The other day, I watched a TV program in which Mr. Yoshikazu Hiruko visited a Buntan farmer and said that the Buntans were grown on the steep slope of a mountain where the temperature reached 30 degrees Celsius, and that the harvesting of the Buntans was finished at the beginning of January and the harvesting was done, and the harvesters stored the Buntans under the trees under vinyl. So, I was told that if I let it sit for more than two months, the sourness will be removed and it will be easier to eat, and then it will be shipped.

Postscript 2.)
After that, I saw that it was introduced on NHK, and the current ripening is in a warehouse, surrounded by moisturizing sheets, for about a month. It seems that citric acid is consumed during the ripening process, so the acidity becomes less and the sweetness comes out. They also say that amino acids have increased, although they don't know why. Also, most of the Buntan being sold now is Tosa Buntan, which is grown in the open.

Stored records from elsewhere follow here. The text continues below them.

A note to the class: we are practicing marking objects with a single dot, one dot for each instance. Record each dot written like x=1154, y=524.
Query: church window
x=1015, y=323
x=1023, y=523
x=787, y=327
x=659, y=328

The yellow skin of Buntan is hard, so you have to peel it with a knife or something to get to the inside of the fruit. When I finally peeled off the skin and reached the inside of the fruit, the fruit was heavy and firm like a summer mandarin orange. The size (in the case of this crystal Buntan) was about twice as big as a summer mandarin, and when I opened the thin skin of the bunch, a couple of seeds came out from inside, and the color of the fruit was similar to that of a grapefruit.

Buntan is very easy to eat once you peel off the outer skin, not too sour, and has an elegant taste for this kind of citrus. Simply put, it's like taking the sourness out of a grapefruit. Yeah, it's good. Well, Crystal Buntan is expensive, so I rarely eat it.

Later on)
Buntan has been sold cheaply, so I bought a box. The Buntan is not from Tosa, but from Ehime. When you open the box, it smells very good. The sweet citrusy scent is irresistible. The size is a little bigger than a softball. When I tried it, the sourness of the summer mandarin was eliminated and the taste was refined. Some of them have a lot of seeds, some don't have any seeds at all. It's smaller than Crystal Buntan, but I don't think the taste is much different.

My family used to do the Buntan peeling, but one day he suddenly complained that his hands hurt and he couldn't peel them. When I tried to do it myself, I found it so difficult that I disliked it. This is probably the reason why Buntan hasn't become a major label.

I bought a boat to cross there, because it was selling a good thing properly. It's a peeler. It's sold under the name of "Kanquitsu Easy Peeler" or "Mookie-chan", and I used it and it was very goo. There's a YouTube video on how to do it, Zamasho!